Personally, I think you should focus on a light that's smaller and instead bring a bigger knife or even a very small axe if you think you need to bang on stuff. Frankly, I think you would be better off with a bigger knife. Not sure where you are going to store this but if you don't have a back pack, you really need to keep size down.

Let's say you get stuck in some jungle and have to hoof it out. You could be looking at a week or two in the jungle. I would be looking for something with at least 100 hours of runtime on some low setting and sturdy as hell. I can think of several knives I like for survival.

I would rather do other stuff like matches/lighter/fire starter/signal pen/flare and other stuff you might need including survival blanket and water purifiers and some rope.

Also, how come you guys when you reply to threads like these, never post links to the lights, assuming everyone knows the different models and so on...I know, I have no clue..


----------



## s.c. (Apr 20, 2009)

I'm not sure what the exact scenario is (lost hiking, behind enemy lines, z-day, etc.) but I'm going to go against the grain here and recommend the solar powered lights from costco (hybridlite, i believe). 
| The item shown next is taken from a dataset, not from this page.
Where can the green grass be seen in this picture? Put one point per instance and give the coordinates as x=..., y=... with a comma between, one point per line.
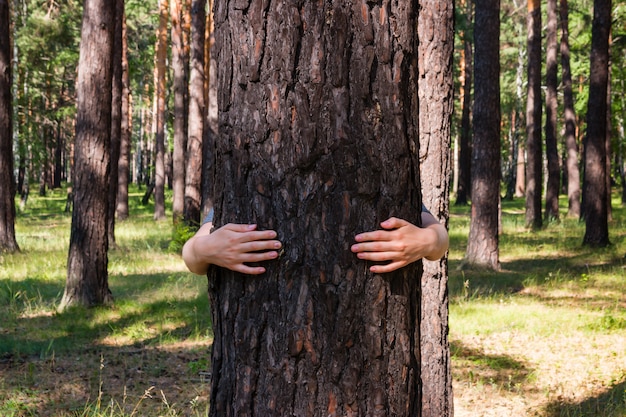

They're cheap, waterproof, shock resistant, buoyant, lightweight, have backup lithium batteries,and usable output that will last the night. Sure, its not as cool as my jetbeam military, or as tough as my TK10, or can't be used like a club like my mag, or have the best continuous runtime; but if I was told I'll be stuck in the middle of nowhere for an indefinite period without access to spare battieries, I'd definitly pick the solarpowered light.


----------



## cave dave (Apr 20, 2009)

guiri said:


> Also, how come you guys when you reply to threads like these, never post links to the lights, assuming everyone knows the different models and so on...I know, I have no clue..



That is how you can tell who the CPF's who really know what they are talking about from the ones who don't. And why Post 74 is the only one the Op needs to read!


----------



## thermal guy (Apr 20, 2009)

Cave Dave and many others have the right answer.Get yourself an RA TWISTY and be done with it Preferably the low red model.


----------



## thermal guy (Apr 20, 2009)

elugelab said:


> Actually, just an ordinary Maglite 3D LED would be your best option. It's cheap, tough, has a very long runtime and can be used as a club.



Yep and the first thing you should do to mod it would be to stuff as many RA TWISTY lights in it as you can


----------



## chaoss (Apr 20, 2009)

thermal guy said:


> Cave Dave and many others have the right answer.Get yourself an RA TWISTY and be done with it Preferably the low red model.


 
Agreed :thumbsup:.


----------



## angelofwar (Apr 20, 2009)

While the E2L w/ an F05 was my personnel recomendation, this is what these guys use...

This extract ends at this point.